The following example demonstrates that, sometimes, a simple or "low-tech" methodology can yield more useful results than a sophisticated or "high-tech" methodology. Sometime ago, we were approached by a financial services provider who had a large array of products and services that could be cross-sold to existing customers. The in-house analytic staff wanted to use a sophisticated multivariate analytic technique called factor analysis to determine, for any given customer household, what product or products should be marketed next.

Factor analysis examines patterns of correlation among variables, and can be used to better understand what variables tend to be associated with some variables, while at the same time not being associated with other variables. Factor analysis has been used productively for many decades, and has many wonderful applications.

Among its many fruitful applications, factor analysis can be used to analyze data from a market research study which may include a large battery of attitude items. By applying factor analysis to the set of items, one can go beyond the individual items to identify important conceptual dimensions underlying the item set which may be more actionable than the individual items themselves. For example, a battery of 20 attitude items measuring the importance of various product or service benefits for a retail category might reveal, via factor analysis, that there are really four underlying key benefit dimensions, such as price, quality, service and convenience.

The factor analytic technique identifies patterns of correlation among the attitude items that would be difficult for an unaided human to discern by examining reams of crosstabulations or a large correlation matrix. In this example, it identifies groups of items that tend to be answered the same way (strong agreement with one attitude item tends to be associated with strong agreement with other items in the factor, but not with items from other factors). Factor analysis generates the pattern of underlying factors, and assigns coefficients (factor "loadings") to each variable for each factor. These loadings may range from zero to +/- 1.00 (just as simple correlation coefficients do). A variable with a high positive loading on a factor is strongly associated with the underlying factor; a high negative loading indicates that the variable is inversely correlated with the factor; and a loading near zero indicates that the variable is unassociated with the factor.
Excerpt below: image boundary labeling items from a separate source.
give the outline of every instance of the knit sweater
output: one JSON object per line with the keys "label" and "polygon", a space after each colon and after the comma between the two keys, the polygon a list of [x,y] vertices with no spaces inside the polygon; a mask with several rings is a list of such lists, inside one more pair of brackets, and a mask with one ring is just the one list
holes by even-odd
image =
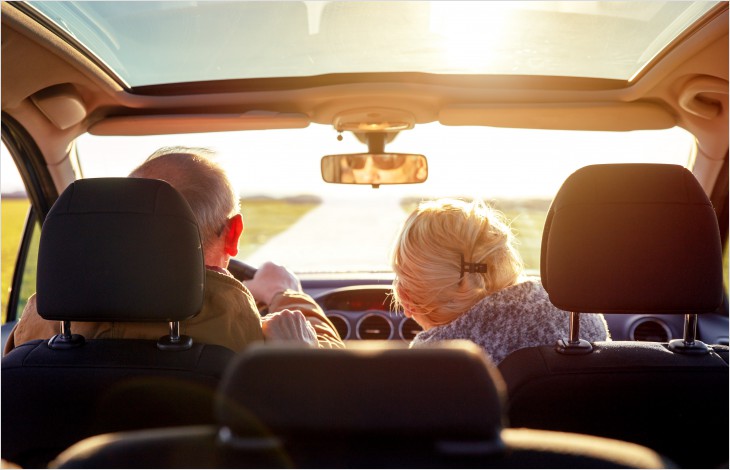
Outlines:
{"label": "knit sweater", "polygon": [[[451,323],[418,333],[411,347],[467,339],[481,346],[499,364],[518,349],[554,344],[560,338],[567,338],[569,315],[550,303],[539,280],[527,279],[488,295]],[[602,314],[581,314],[580,338],[611,339]]]}

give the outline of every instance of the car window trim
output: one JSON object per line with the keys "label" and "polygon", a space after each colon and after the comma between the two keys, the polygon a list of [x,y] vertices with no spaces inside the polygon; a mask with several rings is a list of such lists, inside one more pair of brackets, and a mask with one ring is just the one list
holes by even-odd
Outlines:
{"label": "car window trim", "polygon": [[58,198],[58,191],[53,184],[43,154],[36,145],[35,140],[18,121],[4,112],[2,113],[1,136],[10,157],[18,169],[30,201],[6,306],[5,321],[10,322],[17,320],[20,287],[35,224],[40,223],[41,226],[43,225],[51,205]]}

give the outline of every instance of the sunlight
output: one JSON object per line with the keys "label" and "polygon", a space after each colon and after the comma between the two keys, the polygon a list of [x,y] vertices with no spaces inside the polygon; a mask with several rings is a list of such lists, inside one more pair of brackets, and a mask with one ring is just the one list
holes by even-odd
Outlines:
{"label": "sunlight", "polygon": [[514,10],[511,2],[433,2],[430,27],[443,36],[443,60],[448,68],[490,69]]}

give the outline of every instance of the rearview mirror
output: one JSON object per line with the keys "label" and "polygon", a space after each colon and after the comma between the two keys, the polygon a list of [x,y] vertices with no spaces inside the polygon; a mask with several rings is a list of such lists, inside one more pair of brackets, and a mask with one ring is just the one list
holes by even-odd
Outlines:
{"label": "rearview mirror", "polygon": [[409,153],[351,153],[322,157],[322,179],[328,183],[381,184],[423,183],[428,162]]}

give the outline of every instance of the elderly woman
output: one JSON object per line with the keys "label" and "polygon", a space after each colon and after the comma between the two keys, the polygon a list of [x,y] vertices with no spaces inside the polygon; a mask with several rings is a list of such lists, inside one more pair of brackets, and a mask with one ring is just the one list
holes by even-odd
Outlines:
{"label": "elderly woman", "polygon": [[[393,251],[394,301],[424,331],[411,343],[468,339],[495,364],[517,349],[568,336],[568,312],[550,303],[538,279],[523,275],[514,236],[482,202],[423,202]],[[610,339],[603,315],[580,317],[581,336]]]}

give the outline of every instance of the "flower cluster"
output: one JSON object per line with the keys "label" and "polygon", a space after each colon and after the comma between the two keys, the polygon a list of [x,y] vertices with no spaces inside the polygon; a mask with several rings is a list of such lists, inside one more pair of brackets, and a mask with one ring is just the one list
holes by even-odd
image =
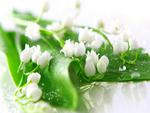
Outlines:
{"label": "flower cluster", "polygon": [[23,63],[28,63],[30,60],[37,63],[41,68],[44,68],[48,65],[49,61],[52,59],[52,56],[49,52],[41,52],[40,46],[29,47],[25,45],[25,49],[20,54],[20,59]]}
{"label": "flower cluster", "polygon": [[33,102],[38,101],[42,96],[42,90],[38,86],[40,79],[41,75],[39,73],[30,74],[27,79],[28,85],[23,89],[26,97]]}
{"label": "flower cluster", "polygon": [[34,22],[28,22],[25,29],[25,35],[32,41],[40,39],[40,26]]}
{"label": "flower cluster", "polygon": [[66,40],[65,45],[62,48],[61,52],[63,52],[66,57],[72,57],[72,56],[79,57],[85,55],[86,48],[84,43],[82,42],[74,43],[71,40]]}
{"label": "flower cluster", "polygon": [[87,76],[93,76],[96,74],[96,68],[99,73],[105,73],[109,64],[107,56],[103,55],[100,59],[95,51],[87,53],[86,63],[84,67],[85,74]]}
{"label": "flower cluster", "polygon": [[97,50],[103,44],[102,37],[88,28],[79,31],[79,41],[84,42],[88,47]]}

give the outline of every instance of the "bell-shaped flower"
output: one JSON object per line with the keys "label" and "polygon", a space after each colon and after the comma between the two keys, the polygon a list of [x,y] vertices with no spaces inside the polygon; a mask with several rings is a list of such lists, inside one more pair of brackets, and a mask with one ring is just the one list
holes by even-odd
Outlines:
{"label": "bell-shaped flower", "polygon": [[107,56],[103,55],[97,62],[97,71],[99,73],[105,73],[109,64],[109,59]]}
{"label": "bell-shaped flower", "polygon": [[29,45],[25,45],[25,49],[20,54],[20,60],[23,63],[28,63],[31,59],[32,49]]}
{"label": "bell-shaped flower", "polygon": [[93,76],[96,74],[96,67],[91,57],[86,58],[84,72],[87,76]]}
{"label": "bell-shaped flower", "polygon": [[103,41],[100,36],[95,36],[95,39],[90,44],[90,47],[94,50],[99,49],[103,44]]}
{"label": "bell-shaped flower", "polygon": [[41,56],[37,59],[37,64],[40,65],[41,68],[44,68],[49,64],[49,61],[52,59],[52,56],[49,52],[45,51],[41,54]]}
{"label": "bell-shaped flower", "polygon": [[31,101],[36,102],[42,97],[42,90],[36,83],[31,83],[26,88],[26,97]]}
{"label": "bell-shaped flower", "polygon": [[76,57],[85,55],[85,52],[86,52],[86,47],[85,47],[85,45],[84,45],[83,42],[75,43],[75,46],[74,46],[74,55]]}
{"label": "bell-shaped flower", "polygon": [[41,56],[40,46],[37,45],[32,54],[32,62],[37,63],[38,58]]}
{"label": "bell-shaped flower", "polygon": [[129,45],[131,50],[140,48],[139,42],[136,39],[130,39]]}
{"label": "bell-shaped flower", "polygon": [[32,41],[40,39],[40,26],[37,23],[29,22],[26,29],[25,35]]}
{"label": "bell-shaped flower", "polygon": [[96,65],[98,62],[98,55],[95,51],[91,50],[91,52],[87,52],[87,58],[92,59],[92,62]]}
{"label": "bell-shaped flower", "polygon": [[65,45],[60,52],[63,52],[66,57],[72,57],[74,54],[74,42],[66,40]]}
{"label": "bell-shaped flower", "polygon": [[64,26],[64,27],[70,28],[70,27],[72,27],[73,25],[74,25],[74,20],[73,20],[73,18],[67,17],[67,18],[65,18],[65,19],[63,20],[63,26]]}
{"label": "bell-shaped flower", "polygon": [[128,43],[123,41],[117,41],[113,44],[113,53],[119,54],[128,50]]}
{"label": "bell-shaped flower", "polygon": [[28,78],[27,78],[27,82],[31,82],[31,83],[39,83],[41,79],[41,75],[39,73],[31,73]]}

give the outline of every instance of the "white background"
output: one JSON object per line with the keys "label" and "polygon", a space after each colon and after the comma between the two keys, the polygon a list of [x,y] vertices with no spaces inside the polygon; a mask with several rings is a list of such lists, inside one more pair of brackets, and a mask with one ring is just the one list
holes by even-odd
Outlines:
{"label": "white background", "polygon": [[[11,28],[12,23],[6,19],[8,14],[10,14],[11,9],[16,8],[20,11],[32,11],[38,15],[40,12],[41,2],[42,0],[0,0],[0,21],[3,22],[5,27]],[[61,20],[66,16],[70,16],[74,12],[74,3],[75,0],[51,0],[50,11],[45,14],[44,17]],[[77,23],[95,25],[97,19],[103,19],[109,24],[111,21],[118,19],[121,23],[128,26],[131,31],[133,31],[134,37],[138,38],[147,50],[150,50],[149,0],[81,0],[81,3],[81,15],[77,18]],[[145,94],[150,94],[147,92],[149,89],[147,89],[145,85],[142,85],[143,84],[137,87],[137,93],[142,96],[144,96],[144,92],[146,92]],[[114,87],[116,88],[121,86],[119,85]],[[133,86],[132,88],[130,86],[126,88],[130,88],[130,90],[132,90]],[[144,89],[144,91],[142,89]],[[124,95],[121,91],[119,91],[120,90],[118,89],[117,94],[115,95],[116,101],[114,101],[115,103],[113,104],[115,109],[113,113],[149,113],[147,105],[150,104],[150,99],[145,97],[143,98],[143,103],[139,102],[139,104],[138,101],[136,101],[135,104],[138,106],[136,107],[132,102],[128,104],[125,100],[126,94]],[[109,91],[105,92],[106,93],[104,93],[103,96],[107,99],[107,96],[110,97]],[[112,93],[110,94],[112,95]],[[131,95],[131,92],[129,93],[129,100],[131,99],[130,96],[133,96]],[[136,94],[134,97],[136,100]],[[3,103],[1,99],[2,98],[0,97],[0,110],[2,110],[1,108],[4,108],[2,107]],[[108,106],[106,106],[106,108],[107,107]],[[107,113],[107,111],[104,112]],[[0,111],[0,113],[6,113],[6,111]],[[109,111],[109,113],[111,112]]]}

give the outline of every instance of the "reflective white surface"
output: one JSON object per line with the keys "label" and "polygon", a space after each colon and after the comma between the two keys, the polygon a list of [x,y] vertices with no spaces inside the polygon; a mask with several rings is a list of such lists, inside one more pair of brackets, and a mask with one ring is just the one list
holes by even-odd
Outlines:
{"label": "reflective white surface", "polygon": [[[127,25],[142,45],[150,51],[149,0],[81,0],[83,9],[77,23],[95,25],[97,19],[109,23],[119,19]],[[0,0],[0,21],[13,27],[4,19],[15,7],[20,11],[30,10],[39,14],[42,0]],[[45,18],[63,19],[72,15],[75,0],[51,0],[51,10]],[[0,55],[0,59],[3,56]],[[0,113],[17,113],[12,100],[14,86],[8,75],[4,60],[0,60]],[[7,81],[7,82],[3,82]],[[149,113],[150,82],[101,84],[90,93],[93,113]]]}

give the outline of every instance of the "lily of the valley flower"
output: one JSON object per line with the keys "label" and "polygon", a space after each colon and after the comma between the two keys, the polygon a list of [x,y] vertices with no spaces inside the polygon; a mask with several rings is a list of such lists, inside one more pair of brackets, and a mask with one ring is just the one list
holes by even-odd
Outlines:
{"label": "lily of the valley flower", "polygon": [[40,65],[41,68],[44,68],[49,64],[49,61],[52,59],[52,56],[49,52],[45,51],[41,54],[41,56],[37,59],[37,64]]}
{"label": "lily of the valley flower", "polygon": [[74,46],[74,55],[76,57],[83,56],[86,52],[86,48],[83,42],[75,43]]}
{"label": "lily of the valley flower", "polygon": [[74,54],[74,42],[66,40],[61,52],[63,52],[66,57],[72,57]]}
{"label": "lily of the valley flower", "polygon": [[39,83],[41,79],[41,75],[39,73],[31,73],[28,76],[27,82],[31,82],[31,83]]}
{"label": "lily of the valley flower", "polygon": [[79,57],[85,54],[86,47],[83,42],[74,43],[71,40],[66,40],[61,52],[63,52],[66,57]]}
{"label": "lily of the valley flower", "polygon": [[25,35],[32,41],[40,39],[40,26],[37,23],[29,22],[26,29]]}
{"label": "lily of the valley flower", "polygon": [[91,50],[91,52],[87,52],[87,59],[92,59],[92,62],[96,65],[98,62],[98,55],[95,51]]}
{"label": "lily of the valley flower", "polygon": [[31,99],[31,101],[36,102],[42,96],[42,90],[36,83],[31,83],[26,88],[26,97]]}
{"label": "lily of the valley flower", "polygon": [[25,49],[20,54],[20,59],[23,63],[28,63],[30,59],[32,62],[37,63],[41,68],[44,68],[48,65],[49,61],[52,59],[52,56],[49,52],[41,52],[40,46],[29,47],[26,44]]}
{"label": "lily of the valley flower", "polygon": [[122,40],[124,42],[129,42],[129,40],[132,38],[132,34],[128,29],[125,29],[122,33],[121,33],[121,37]]}
{"label": "lily of the valley flower", "polygon": [[128,50],[128,43],[123,41],[117,41],[113,44],[113,53],[119,54]]}
{"label": "lily of the valley flower", "polygon": [[20,54],[20,60],[23,63],[28,63],[31,59],[31,55],[32,55],[32,49],[30,48],[29,45],[25,45],[25,49],[21,52]]}
{"label": "lily of the valley flower", "polygon": [[43,0],[42,2],[42,11],[47,12],[49,10],[49,1],[48,0]]}
{"label": "lily of the valley flower", "polygon": [[103,44],[100,36],[95,36],[94,40],[91,42],[90,47],[94,50],[99,49]]}
{"label": "lily of the valley flower", "polygon": [[37,45],[33,54],[32,54],[32,62],[37,63],[38,58],[41,56],[40,46]]}
{"label": "lily of the valley flower", "polygon": [[73,25],[74,25],[74,20],[73,20],[73,18],[67,17],[67,18],[64,19],[64,21],[63,21],[63,26],[64,26],[64,27],[70,28],[70,27],[72,27]]}
{"label": "lily of the valley flower", "polygon": [[79,31],[79,41],[84,43],[91,43],[94,40],[94,34],[88,28]]}
{"label": "lily of the valley flower", "polygon": [[109,59],[107,56],[103,55],[97,63],[97,71],[99,73],[105,73],[109,64]]}
{"label": "lily of the valley flower", "polygon": [[136,39],[130,39],[129,40],[130,49],[138,49],[140,47],[139,42]]}
{"label": "lily of the valley flower", "polygon": [[87,76],[93,76],[96,74],[95,64],[94,64],[93,59],[91,57],[86,58],[84,71],[85,71],[85,74]]}

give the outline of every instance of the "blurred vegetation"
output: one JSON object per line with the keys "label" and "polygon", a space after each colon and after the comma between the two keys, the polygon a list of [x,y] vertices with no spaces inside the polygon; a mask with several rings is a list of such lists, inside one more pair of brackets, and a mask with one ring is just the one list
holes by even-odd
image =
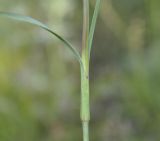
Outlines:
{"label": "blurred vegetation", "polygon": [[[160,140],[159,6],[102,0],[90,65],[92,141]],[[80,50],[80,0],[1,0],[0,11],[37,18]],[[58,40],[1,18],[0,141],[82,140],[79,77]]]}

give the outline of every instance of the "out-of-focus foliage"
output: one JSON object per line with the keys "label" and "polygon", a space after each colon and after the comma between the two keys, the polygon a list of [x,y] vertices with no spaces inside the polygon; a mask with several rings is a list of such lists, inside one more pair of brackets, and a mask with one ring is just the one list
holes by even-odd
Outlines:
{"label": "out-of-focus foliage", "polygon": [[[91,15],[95,0],[90,0]],[[91,140],[160,140],[159,0],[102,0],[91,54]],[[80,50],[82,1],[1,0]],[[79,66],[56,38],[0,19],[0,141],[80,141]]]}

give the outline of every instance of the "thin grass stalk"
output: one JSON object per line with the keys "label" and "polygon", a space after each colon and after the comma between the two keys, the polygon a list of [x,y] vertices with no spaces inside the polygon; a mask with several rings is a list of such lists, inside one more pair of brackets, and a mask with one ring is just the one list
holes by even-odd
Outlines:
{"label": "thin grass stalk", "polygon": [[83,34],[82,34],[82,62],[84,70],[81,69],[81,120],[83,130],[83,141],[89,141],[89,1],[83,0]]}

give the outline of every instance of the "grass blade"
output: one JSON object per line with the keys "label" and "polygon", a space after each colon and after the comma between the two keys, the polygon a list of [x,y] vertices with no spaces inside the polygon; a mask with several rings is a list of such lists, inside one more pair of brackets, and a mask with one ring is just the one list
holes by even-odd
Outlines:
{"label": "grass blade", "polygon": [[99,8],[100,8],[100,2],[101,2],[101,0],[96,0],[96,5],[95,5],[95,9],[94,9],[93,17],[92,17],[92,22],[91,22],[91,27],[90,27],[90,32],[89,32],[89,45],[88,45],[89,58],[90,58],[90,54],[91,54],[93,36],[94,36],[98,12],[99,12]]}
{"label": "grass blade", "polygon": [[31,17],[23,16],[23,15],[19,15],[19,14],[15,14],[15,13],[0,12],[0,16],[6,17],[9,19],[13,19],[13,20],[17,20],[17,21],[30,23],[30,24],[33,24],[33,25],[36,25],[36,26],[39,26],[39,27],[45,29],[46,31],[48,31],[52,35],[56,36],[59,40],[61,40],[66,45],[66,47],[68,47],[70,49],[70,51],[74,54],[76,59],[79,61],[81,67],[83,66],[82,59],[81,59],[79,52],[66,39],[64,39],[63,37],[61,37],[60,35],[58,35],[54,31],[52,31],[45,24],[43,24],[40,21],[33,19]]}

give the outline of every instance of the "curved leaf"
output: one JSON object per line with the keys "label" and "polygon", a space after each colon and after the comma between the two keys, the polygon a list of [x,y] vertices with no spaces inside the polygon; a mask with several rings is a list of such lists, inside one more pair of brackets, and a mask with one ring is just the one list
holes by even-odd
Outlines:
{"label": "curved leaf", "polygon": [[90,32],[89,32],[89,45],[88,45],[89,58],[90,58],[90,53],[91,53],[91,48],[92,48],[92,43],[93,43],[93,36],[94,36],[95,27],[96,27],[98,12],[100,8],[100,2],[101,0],[96,0],[96,5],[95,5],[91,27],[90,27]]}
{"label": "curved leaf", "polygon": [[59,40],[61,40],[66,45],[66,47],[68,47],[70,49],[70,51],[74,54],[76,59],[79,61],[81,67],[83,66],[83,63],[82,63],[82,60],[81,60],[81,56],[78,53],[78,51],[67,40],[65,40],[63,37],[61,37],[60,35],[58,35],[54,31],[52,31],[45,24],[43,24],[40,21],[38,21],[36,19],[33,19],[31,17],[23,16],[23,15],[19,15],[19,14],[15,14],[15,13],[0,12],[0,16],[7,17],[7,18],[10,18],[10,19],[13,19],[13,20],[27,22],[27,23],[39,26],[39,27],[45,29],[46,31],[50,32],[52,35],[56,36]]}

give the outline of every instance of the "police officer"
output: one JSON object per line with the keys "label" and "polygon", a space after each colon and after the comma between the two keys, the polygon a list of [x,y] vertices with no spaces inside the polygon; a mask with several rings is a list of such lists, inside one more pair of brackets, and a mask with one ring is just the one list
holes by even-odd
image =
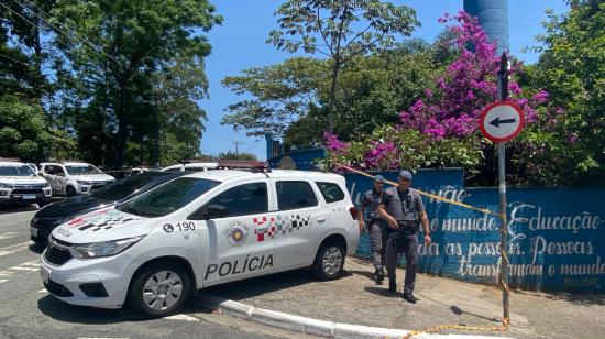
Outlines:
{"label": "police officer", "polygon": [[384,263],[385,263],[385,250],[386,250],[386,225],[378,215],[378,205],[383,196],[384,177],[376,175],[374,177],[374,185],[372,189],[367,190],[363,195],[361,200],[361,208],[358,215],[360,223],[360,232],[363,231],[363,212],[367,209],[367,233],[370,233],[370,248],[372,249],[372,264],[376,272],[374,272],[374,280],[376,285],[382,285],[384,281]]}
{"label": "police officer", "polygon": [[410,189],[411,173],[409,171],[399,172],[397,187],[389,187],[383,194],[383,199],[378,206],[380,216],[386,220],[387,225],[397,230],[388,237],[386,245],[386,271],[388,274],[388,289],[393,293],[397,291],[397,276],[395,269],[399,259],[399,253],[406,256],[406,278],[404,284],[404,299],[416,304],[414,297],[414,282],[416,281],[416,267],[418,265],[418,231],[419,223],[425,229],[425,244],[431,242],[429,219],[425,211],[425,205],[420,195]]}

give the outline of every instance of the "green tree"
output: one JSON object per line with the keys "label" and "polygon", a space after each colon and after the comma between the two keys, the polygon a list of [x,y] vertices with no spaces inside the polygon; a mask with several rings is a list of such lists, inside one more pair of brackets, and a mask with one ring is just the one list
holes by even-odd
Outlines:
{"label": "green tree", "polygon": [[42,106],[26,100],[18,95],[0,97],[0,155],[41,161],[52,134]]}
{"label": "green tree", "polygon": [[289,123],[305,116],[310,106],[319,103],[324,88],[324,61],[294,57],[282,64],[253,67],[240,76],[226,77],[222,85],[238,95],[252,95],[227,108],[221,123],[252,135],[282,135]]}
{"label": "green tree", "polygon": [[380,0],[289,0],[275,14],[279,30],[270,33],[270,43],[290,53],[319,53],[331,62],[330,131],[342,67],[355,56],[391,47],[395,34],[409,35],[419,24],[411,8]]}
{"label": "green tree", "polygon": [[114,167],[124,163],[136,116],[150,114],[152,75],[179,57],[201,64],[210,53],[204,33],[222,20],[213,12],[207,0],[57,1],[51,22],[61,28],[55,43],[70,67],[65,81],[73,85],[65,109],[103,122],[97,138],[109,135],[114,144],[98,152],[105,158],[113,153]]}
{"label": "green tree", "polygon": [[[548,11],[541,52],[530,68],[529,84],[546,88],[564,113],[557,132],[562,141],[544,140],[544,161],[561,160],[568,184],[605,184],[605,2],[570,0],[570,11]],[[556,144],[553,145],[553,141]]]}
{"label": "green tree", "polygon": [[[351,58],[339,76],[337,102],[343,109],[336,112],[336,132],[348,141],[398,121],[397,112],[433,86],[431,79],[449,61],[444,55],[441,43],[411,40]],[[222,123],[283,136],[287,149],[320,146],[329,129],[329,61],[294,57],[227,77],[223,86],[253,98],[229,106]]]}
In addition, respondents to the market research survey can be assigned factor scores (by multiplying the respondent's scale score on the original attitude item by the item's factor loading), and further analysis can be used to identify groups of respondents that are relatively price-conscious, quality-conscious, convenience-oriented, and service-oriented. By relating these respondent groups to the demographic items and other survey items, a very rich picture can emerge, and this picture can be valuable to retail planning staff as well as advertising agency creative staff, media planners and others.

Our client's analytic staff therefore felt that such an approach could be useful for trying to understand cross-sell opportunities: by examining the results of a factor analysis performed on product/service usage, one might be able to determine what product to sell next to any given customer household, based on what arrays of products tend to be found in the same households. And while at first glance this exercise might seem worthwhile, there are some serious drawbacks to such an approach.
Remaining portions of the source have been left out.